DOL report also mentions various efforts made to, in part, combat the forced labor of adults in the cotton sector, such as the mechanization of the cotton harvest, diversification of agricultural crops, increasing cotton pickers' wages by 40 percent or more, increasing the price of cotton so that farmers could hire voluntary workers, and government directives to strictly prosecute violators.
The decision of the US government to exclude cotton from this list allows any US government agency to purchase this product without requiring its certification (that the goods were produced without the use of child and forced labor). Also, according to representatives of the US Department of Labor, the withdrawal of Uzbek cotton from this list will provide an opportunity for private American companies to establish business relations with suppliers from Uzbekistan without fear of discrediting their business reputation.

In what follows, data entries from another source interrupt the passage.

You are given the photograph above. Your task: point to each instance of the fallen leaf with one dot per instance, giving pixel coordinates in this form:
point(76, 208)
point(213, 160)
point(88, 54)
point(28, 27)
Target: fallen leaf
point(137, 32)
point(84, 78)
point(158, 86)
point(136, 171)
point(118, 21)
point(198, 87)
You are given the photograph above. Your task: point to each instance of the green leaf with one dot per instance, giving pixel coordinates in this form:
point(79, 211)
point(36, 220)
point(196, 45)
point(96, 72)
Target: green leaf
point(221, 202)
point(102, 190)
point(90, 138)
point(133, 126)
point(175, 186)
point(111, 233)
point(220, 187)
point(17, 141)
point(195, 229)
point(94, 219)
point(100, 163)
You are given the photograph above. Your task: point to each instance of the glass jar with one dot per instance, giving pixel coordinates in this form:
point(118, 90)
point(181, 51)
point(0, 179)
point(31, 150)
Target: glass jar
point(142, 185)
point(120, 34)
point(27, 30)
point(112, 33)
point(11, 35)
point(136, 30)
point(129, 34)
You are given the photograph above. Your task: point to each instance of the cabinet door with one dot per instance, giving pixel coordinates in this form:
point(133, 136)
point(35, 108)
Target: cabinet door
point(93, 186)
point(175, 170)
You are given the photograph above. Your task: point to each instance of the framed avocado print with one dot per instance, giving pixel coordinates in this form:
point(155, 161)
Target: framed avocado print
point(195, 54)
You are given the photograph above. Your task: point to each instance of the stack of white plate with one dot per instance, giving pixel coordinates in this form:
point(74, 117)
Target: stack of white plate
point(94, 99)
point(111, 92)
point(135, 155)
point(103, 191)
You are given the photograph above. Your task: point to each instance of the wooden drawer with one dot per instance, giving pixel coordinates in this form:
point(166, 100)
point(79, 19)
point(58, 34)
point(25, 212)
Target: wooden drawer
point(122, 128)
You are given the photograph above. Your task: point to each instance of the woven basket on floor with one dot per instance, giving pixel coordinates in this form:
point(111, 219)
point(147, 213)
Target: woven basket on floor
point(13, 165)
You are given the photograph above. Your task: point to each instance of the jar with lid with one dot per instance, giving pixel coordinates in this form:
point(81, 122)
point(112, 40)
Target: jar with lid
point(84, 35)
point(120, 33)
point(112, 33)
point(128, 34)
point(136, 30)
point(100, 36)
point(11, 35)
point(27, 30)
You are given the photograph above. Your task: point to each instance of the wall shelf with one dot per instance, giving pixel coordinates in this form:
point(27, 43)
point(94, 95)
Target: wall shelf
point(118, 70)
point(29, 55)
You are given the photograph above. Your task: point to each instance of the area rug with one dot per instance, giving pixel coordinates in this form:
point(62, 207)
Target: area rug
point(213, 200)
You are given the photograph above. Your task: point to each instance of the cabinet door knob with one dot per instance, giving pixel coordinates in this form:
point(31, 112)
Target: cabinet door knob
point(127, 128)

Thus, cotton producers in Uzbekistan open up new prospects for full-fledged access to US markets.
Earlier in September last year, the US Department of Labor removed cotton from Uzbekistan from the List of Goods Produced by Child Labor or Forced Labor.
This also supplemented a series of other decisions, in particular, on raising the level of Uzbekistan from the 3rd category to the 2nd in the US Department of State Trafficking in Persons Report, as well as improving the country's position in the previous DOL Report On The Worst Forms Of Child Labor.
These decisions testify to the recognition by the United States of measures taken in Uzbekistan to improve the human rights situation.
It should be noted that these decisions of the US government correspond to the findings and results of monitoring by the International Labor Organization and the World Bank, the press service of the Uzbekistan MFA notes.